We also tested the efficiency of the pSGNluc reporter in response to infection. Non-pathogenic Gram-negative Escherichia coli expressing red fluorescent protein were injected into the notochord or the inner ear. No GFP expression driven by pSGNluc was detectable at 3 dpf either in the notochord (Fig. 6B, upper panel) or the inner ear (Fig. 6C, left panel) of untreated animals. Injection of PBS alone resulted in GFP expression in the notochord (Fig. 6B, middle panel) indicating that a sterile injury alone activates NF-κB signaling. However, even higher GFP levels were observed in notochords infected with E. coli when examined 18 h post infection (Fig. 6B, bottom panel). This is in agreement with previous studies showing that microinjection of bacteria in these tissues results in an inflammatory response that includes the recruitment of leukocytes (Levraud et al., 2008; Nguyen-Chi et al., 2014). We also observed an accumulation of GFP-expressing immune cells (Fig. 6C, right panels) in the inner ear suggesting that NF-κB signaling is strongly activated in response to local infection.

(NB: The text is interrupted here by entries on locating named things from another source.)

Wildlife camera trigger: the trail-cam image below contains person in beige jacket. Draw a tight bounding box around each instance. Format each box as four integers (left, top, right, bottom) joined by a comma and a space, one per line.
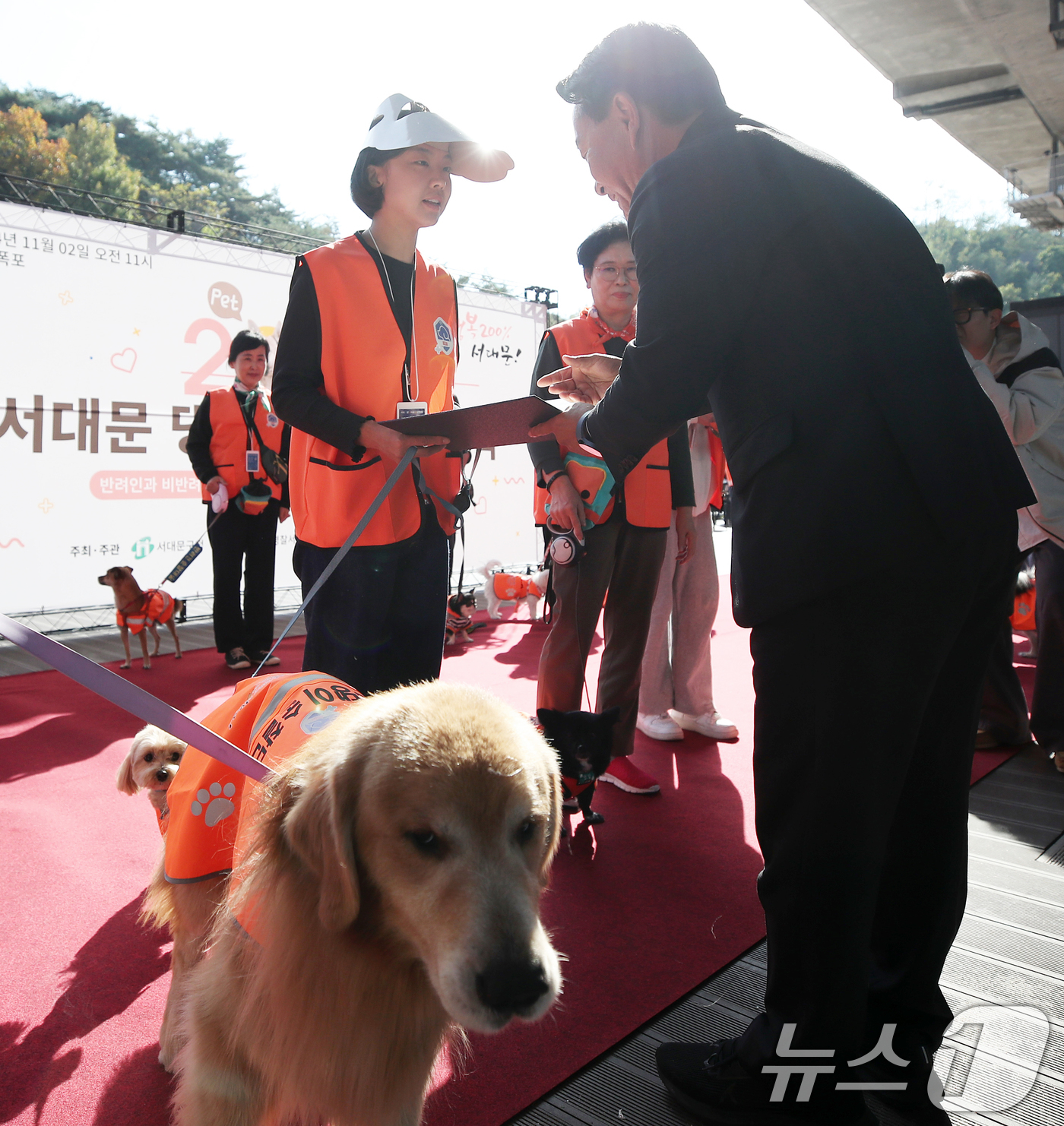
636, 414, 739, 743
945, 270, 1064, 771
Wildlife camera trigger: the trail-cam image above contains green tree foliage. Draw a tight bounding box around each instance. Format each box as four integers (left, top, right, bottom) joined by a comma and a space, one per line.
917, 219, 1064, 303
0, 84, 337, 240
63, 114, 142, 199
0, 106, 70, 184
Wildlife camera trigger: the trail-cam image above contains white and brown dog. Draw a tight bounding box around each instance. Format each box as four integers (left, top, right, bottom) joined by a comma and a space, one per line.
115, 724, 187, 832
484, 560, 550, 622
97, 566, 185, 669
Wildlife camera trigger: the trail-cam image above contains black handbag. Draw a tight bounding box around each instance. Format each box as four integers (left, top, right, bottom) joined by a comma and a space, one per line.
240, 399, 288, 486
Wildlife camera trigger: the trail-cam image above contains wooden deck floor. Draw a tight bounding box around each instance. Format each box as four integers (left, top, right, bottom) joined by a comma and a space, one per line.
510, 749, 1064, 1126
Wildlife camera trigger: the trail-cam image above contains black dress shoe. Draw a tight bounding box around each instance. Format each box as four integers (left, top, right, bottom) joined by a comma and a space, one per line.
657, 1039, 876, 1126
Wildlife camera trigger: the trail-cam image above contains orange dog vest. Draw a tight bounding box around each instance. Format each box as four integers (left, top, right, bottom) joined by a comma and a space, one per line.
288, 236, 461, 547
491, 571, 543, 603
115, 590, 173, 635
1009, 587, 1038, 631
535, 310, 672, 528
164, 672, 362, 884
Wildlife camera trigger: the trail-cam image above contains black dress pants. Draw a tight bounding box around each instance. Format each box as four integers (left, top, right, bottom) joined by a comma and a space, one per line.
739, 517, 1015, 1071
206, 500, 280, 656
1031, 539, 1064, 754
536, 505, 669, 755
292, 502, 449, 694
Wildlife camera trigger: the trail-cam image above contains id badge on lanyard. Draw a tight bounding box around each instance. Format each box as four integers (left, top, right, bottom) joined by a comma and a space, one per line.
395, 403, 429, 419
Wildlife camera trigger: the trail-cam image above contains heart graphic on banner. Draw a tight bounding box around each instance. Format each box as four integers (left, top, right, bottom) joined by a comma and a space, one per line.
110, 348, 136, 372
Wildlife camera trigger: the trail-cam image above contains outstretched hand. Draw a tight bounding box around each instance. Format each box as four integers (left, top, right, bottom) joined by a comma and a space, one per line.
358, 419, 451, 462
536, 353, 620, 406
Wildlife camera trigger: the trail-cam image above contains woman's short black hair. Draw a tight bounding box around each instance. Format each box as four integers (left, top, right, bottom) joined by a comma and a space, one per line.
557, 24, 727, 125
351, 149, 407, 219
942, 269, 1004, 308
229, 329, 271, 364
577, 220, 629, 274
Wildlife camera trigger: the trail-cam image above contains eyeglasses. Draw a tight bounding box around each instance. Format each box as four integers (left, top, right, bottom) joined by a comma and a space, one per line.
954, 305, 990, 324
594, 266, 638, 282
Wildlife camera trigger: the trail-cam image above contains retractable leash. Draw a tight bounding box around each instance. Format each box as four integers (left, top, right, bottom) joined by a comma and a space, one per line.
159, 512, 222, 587
0, 614, 274, 782
251, 446, 418, 679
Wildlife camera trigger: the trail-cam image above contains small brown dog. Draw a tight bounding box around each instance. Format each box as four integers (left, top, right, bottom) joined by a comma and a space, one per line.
144, 673, 561, 1126
116, 724, 187, 833
98, 566, 185, 669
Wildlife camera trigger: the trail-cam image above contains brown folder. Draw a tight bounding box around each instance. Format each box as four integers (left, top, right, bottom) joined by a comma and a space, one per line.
381, 395, 561, 449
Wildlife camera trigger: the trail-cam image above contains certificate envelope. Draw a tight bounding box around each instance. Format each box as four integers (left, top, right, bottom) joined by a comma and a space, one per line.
381, 395, 561, 451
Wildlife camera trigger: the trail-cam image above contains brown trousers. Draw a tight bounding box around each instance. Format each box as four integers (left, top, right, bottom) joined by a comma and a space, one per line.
536, 505, 668, 755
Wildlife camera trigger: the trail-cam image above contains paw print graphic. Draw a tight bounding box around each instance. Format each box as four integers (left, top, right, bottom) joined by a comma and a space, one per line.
190, 782, 236, 829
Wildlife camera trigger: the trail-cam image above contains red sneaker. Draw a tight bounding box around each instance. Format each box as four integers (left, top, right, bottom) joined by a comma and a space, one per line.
603, 754, 661, 794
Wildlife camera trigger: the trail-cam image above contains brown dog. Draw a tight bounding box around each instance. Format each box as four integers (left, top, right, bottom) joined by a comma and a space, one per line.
97, 566, 185, 669
145, 682, 561, 1126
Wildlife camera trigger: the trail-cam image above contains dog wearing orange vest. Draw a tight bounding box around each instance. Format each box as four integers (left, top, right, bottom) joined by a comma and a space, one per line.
483, 560, 550, 622
137, 672, 561, 1126
97, 566, 185, 669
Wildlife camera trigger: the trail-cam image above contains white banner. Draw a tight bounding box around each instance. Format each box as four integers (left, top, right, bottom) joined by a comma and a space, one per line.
0, 203, 545, 612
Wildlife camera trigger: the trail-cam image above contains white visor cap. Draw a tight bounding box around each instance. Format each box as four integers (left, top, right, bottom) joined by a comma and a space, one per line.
363, 93, 514, 184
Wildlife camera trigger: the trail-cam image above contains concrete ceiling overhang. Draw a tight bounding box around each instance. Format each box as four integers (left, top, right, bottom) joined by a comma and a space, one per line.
806, 0, 1064, 225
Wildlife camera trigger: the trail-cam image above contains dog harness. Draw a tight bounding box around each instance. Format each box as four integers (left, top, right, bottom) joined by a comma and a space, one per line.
491, 571, 544, 603
164, 672, 362, 884
115, 589, 173, 634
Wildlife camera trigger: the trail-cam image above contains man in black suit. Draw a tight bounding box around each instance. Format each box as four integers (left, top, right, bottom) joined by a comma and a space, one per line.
533, 25, 1031, 1126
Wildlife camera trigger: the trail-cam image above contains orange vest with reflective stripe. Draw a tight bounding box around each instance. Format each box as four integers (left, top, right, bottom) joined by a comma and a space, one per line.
535, 316, 672, 528
288, 236, 461, 547
201, 387, 283, 503
115, 590, 173, 636
491, 571, 543, 603
164, 672, 360, 884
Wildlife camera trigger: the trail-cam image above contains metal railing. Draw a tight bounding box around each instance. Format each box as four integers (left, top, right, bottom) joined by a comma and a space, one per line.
0, 172, 323, 255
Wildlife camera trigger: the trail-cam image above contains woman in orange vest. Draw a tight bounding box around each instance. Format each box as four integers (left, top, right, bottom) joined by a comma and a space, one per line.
185, 330, 292, 669
528, 223, 695, 794
274, 93, 514, 692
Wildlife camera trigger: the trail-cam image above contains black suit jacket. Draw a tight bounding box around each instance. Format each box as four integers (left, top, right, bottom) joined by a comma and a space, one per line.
585, 112, 1031, 625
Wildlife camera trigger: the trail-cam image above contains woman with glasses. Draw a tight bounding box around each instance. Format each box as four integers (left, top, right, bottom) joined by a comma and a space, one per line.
528, 223, 695, 794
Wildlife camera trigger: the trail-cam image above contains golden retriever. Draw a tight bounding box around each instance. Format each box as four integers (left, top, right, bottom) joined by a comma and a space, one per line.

Quantification of NF-κB activity in live animals

One advantage of the Tg(8×Hs.NFκB:GFP,Luciferase) fish compared to previously available zebrafish NF-κB-responsive reporters is the option for quantification of NF-κB activity by bioluminescence. We measured bioluminescence in vivo with a previously published method that is non-invasive and is easily scalable (Lahiri et al., 2014). Briefly, living zebrafish larvae were assayed in 96-multiwell plates by adding beetle luciferin potassium salt solution directly to the water. In the first 4 dpf, concomitant with the broadening of the GFP expression pattern (Fig. 4), luciferase expression increased ∼10-fold (Fig. 7A). Treatment with JSH-23, a drug that has been previously used to inhibit NF-κB activity in zebrafish embryos (He et al., 2015), significantly reduced luciferase levels at 2 dpf (Fig. 7B). Next, we measured the luciferase activity in iκbαa morphants. Morpholino injection resulted in a significant increase in luciferase activity in 2 dpf embryos compared to both uninjected and control-injected embryos (Fig. 7C). These experiments confirmed that the palindromic sequence drives expression of both GFP and luciferase genes, and that the bioluminescence can be used to quantify NF-κB activity in the living fish.

Fig. 7.

Quantification of NF-κB activity in live Tg(8×Hs.NFκB:GFP,Luciferase) embryos. (A) Luciferase activity during embryonic development. (B) Embryos at 1 dpf were treated with 100 µM JSH-23, and luciferase activity was measured at 2 dpf. Data represent the mean±s.d. luciferase activity of three independent experiments conducted with >12 embryos. (C) Transgenic embryos were injected with 0.3 mM standard control morpholino or iκbαa morpholino at the one-cell stage and luciferase activity was measured at 2 dpf. Luciferase activity was increased in iκbαa morphants. Each dot represents an individual embryo and the overall mean±s.d. is shown. cps, counts per second.

Fig. 7.

Quantification of NF-κB activity in live Tg(8×Hs.NFκB:GFP,Luciferase) embryos. (A) Luciferase activity during embryonic development. (B) Embryos at 1 dpf were treated with 100 µM JSH-23, and luciferase activity was measured at 2 dpf. Data represent the mean±s.d. luciferase activity of three independent experiments conducted with >12 embryos. (C) Transgenic embryos were injected with 0.3 mM standard control morpholino or iκbαa morpholino at the one-cell stage and luciferase activity was measured at 2 dpf. Luciferase activity was increased in iκbαa morphants. Each dot represents an individual embryo and the overall mean±s.d. is shown. cps, counts per second.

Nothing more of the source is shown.